Axial T2 sequences from repeat MRI imaging performed 9 months after the acute presentation identified T2 hypointense coalescing nodules measuring up to 17 mm in the left insular region on a background of insular gliosis with parenchymal volume loss.

Figure 6.

Figure 6.

Axial (left) and coronal (right) contrast enhanced T1 weighted sequences performed 9 months after first acute presentation. Linearly arranged coalescing nodules in the insular region show mild peripheral and internal enhancement.

Outcome

Long-term outpatient clinical follow-up is ongoing. Headache symptoms have entirely resolved and right upper limb weakness remains mild (1/5) with minimal ipsilateral pronator drift. Moderate expressive and receptive dysphasia persist but have improved since readmission. The patient uses a computer to aid with communication. Seizures are well controlled on levetiracetam.

Contrast enhanced MRI brain, for monitoring purposes, was performed at 18 months (Figure 7) and 2 years after the initial diagnosis (Figure 8). Imaging findings remain entirely stable with no change in appearance or progression of nodular left insular enhancement.

Figure 7.

Figure 7.

Axial T2 (left) and axial T1 weighted post-contrast sequences (right) performed 18 months after initial presentation identified progressive insula and temporal lobe encephalomalacia and volume loss with persistence of enhancing left insular granulomas which remain stable in size and morphology.

Figure 8.

Figure 8.

Coronal T2 (left) and Sagittal T1 weighted post-contrast sequence (right) performed 2 years after initial acute presentation of HSV encephalitis showed ongoing persistence of left insular granulomas, which remain stable in size and morphology. HSV, herpes simplex virus.

Discussion

A small proportion of patients with herpes simplex encephalitis develop a protracted or chronic course of disease. Clinical deterioration occurs after an initial period of improvement, with recurrent symptoms or signs identified weeks or months after the initial illness; an ostensible biphasic pattern of disease. Occasionally, relapse manifests many years after the initial diagnosis. Intractable seizures and progressive neurological deficits are frequently described in cases of chronic recurrent and chronic granulomatous encephalitis. Fever and altered levels of consciousness are also often documented.6, 7 This biphasic pattern of disease has been previously reported and is usually seen with recurrence in older children after early childhood, or neonatally acquired HSV encephalitis. Schutz et al noted that all published cases of biphasic chronic granulomatous HSV encephalitis were documented to have occurred in children.8 Our literature review is concordant with the assertion that chronic granulomatous encephalitis is nearly always described in children.46,8,9 Rare cases of histologically confirmed chronic granulomatous herpes encephalitis occurring in adults have been reported.10 The present case of granulomatous HSV encephalitis occurred in a 61-year-old female with no prior history of childhood HSV infection. The initial infection preceded the subsequent MR documentation of nodular granulomatous inflammation by only 9 months, raising the possibility of a monophonic progressive disease course, rather than a true biphasic illness.
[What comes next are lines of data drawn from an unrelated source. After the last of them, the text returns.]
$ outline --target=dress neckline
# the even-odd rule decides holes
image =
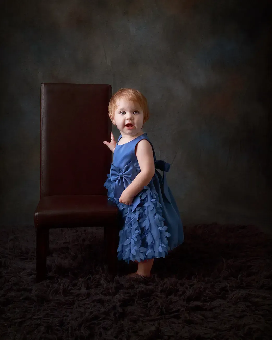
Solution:
[[[133,139],[132,139],[131,140],[130,140],[129,141],[127,142],[126,143],[125,143],[123,144],[121,144],[120,145],[119,145],[119,144],[118,144],[118,143],[120,141],[120,139],[121,139],[120,138],[120,139],[119,139],[116,143],[116,145],[118,145],[118,146],[122,146],[122,145],[125,145],[126,144],[127,144],[128,143],[130,143],[131,142],[132,142],[133,140],[134,140],[134,139],[136,139],[136,138],[138,138],[138,137],[139,137],[140,136],[142,136],[143,135],[145,134],[145,133],[146,133],[145,132],[144,132],[143,133],[142,133],[141,135],[140,135],[140,136],[138,136],[138,137],[136,137]],[[121,138],[122,138],[122,137],[121,137]]]

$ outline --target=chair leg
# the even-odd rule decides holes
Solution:
[[[48,229],[36,229],[36,282],[46,278],[46,257],[49,239]]]
[[[119,241],[119,226],[106,227],[106,247],[109,273],[114,276],[117,274],[117,250]]]

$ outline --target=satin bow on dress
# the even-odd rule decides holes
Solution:
[[[158,169],[163,171],[163,193],[164,194],[169,203],[171,203],[171,200],[168,191],[166,174],[165,172],[169,172],[170,166],[169,163],[166,163],[164,160],[156,160],[155,162],[155,169]],[[155,172],[156,172],[156,170]],[[157,171],[157,172],[159,174]],[[113,163],[111,164],[110,174],[111,180],[115,181],[114,197],[116,200],[119,199],[122,193],[132,183],[138,174],[136,169],[132,162],[130,162],[126,165],[123,171],[117,168]]]

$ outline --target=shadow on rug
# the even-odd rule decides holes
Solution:
[[[35,283],[34,227],[0,231],[0,338],[271,339],[271,237],[254,226],[184,226],[152,279],[105,265],[103,227],[50,230]],[[117,249],[116,250],[117,255]]]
This apparently monophasic course was also reported by Varatharaj in adult granulomatous herpes encephalitis.10

Similar to previous clinical reports of chronic granulomatous HSV encephalitis our patient re-presented with persisting headaches and seizures. Imaging identified focal enhancing parenchymal lesions, to the author’s knowledge, a finding not previously demonstrated in adults.9,1113 CSF PCR was negative for HSV DNA, a common finding in the context of chronic HSV granuloma formation. CSF viral DNA load is frequently very low or absent in chronic granuloma formation related to HSV.8

In this case, enhancing granulomas were identified on a background of insular gliosis and parenchymal calcification. The combination of an enhancing mass, signal abnormality and surrounding oedema should raise concern for a neoplastic process, with biopsy and histological assessment suggested in ambiguous cases, particularly where CSF PCR is negative. Biopsy also offers the opportunity to confirm the presence of granulation tissue in cases where focal nodules are not identified. The patient described in our case was a Jehovah’s witness and reluctant to undergo an invasive procedure. The degree of diagnostic certainty for granuloma formation was considered high in our case given the recent, confirmed diagnosis of HSV encephalitis and the persisting co-location of the new abnormality within the area of prior involvement. Histological confirmation with biopsy was not pursued in this case, therefore the diagnosis, although strongly suspected, was not histologically confirmed. The patient remains symptomatically stable and lesions remain entirely unchanged on long-term serial imaging over subsequent years.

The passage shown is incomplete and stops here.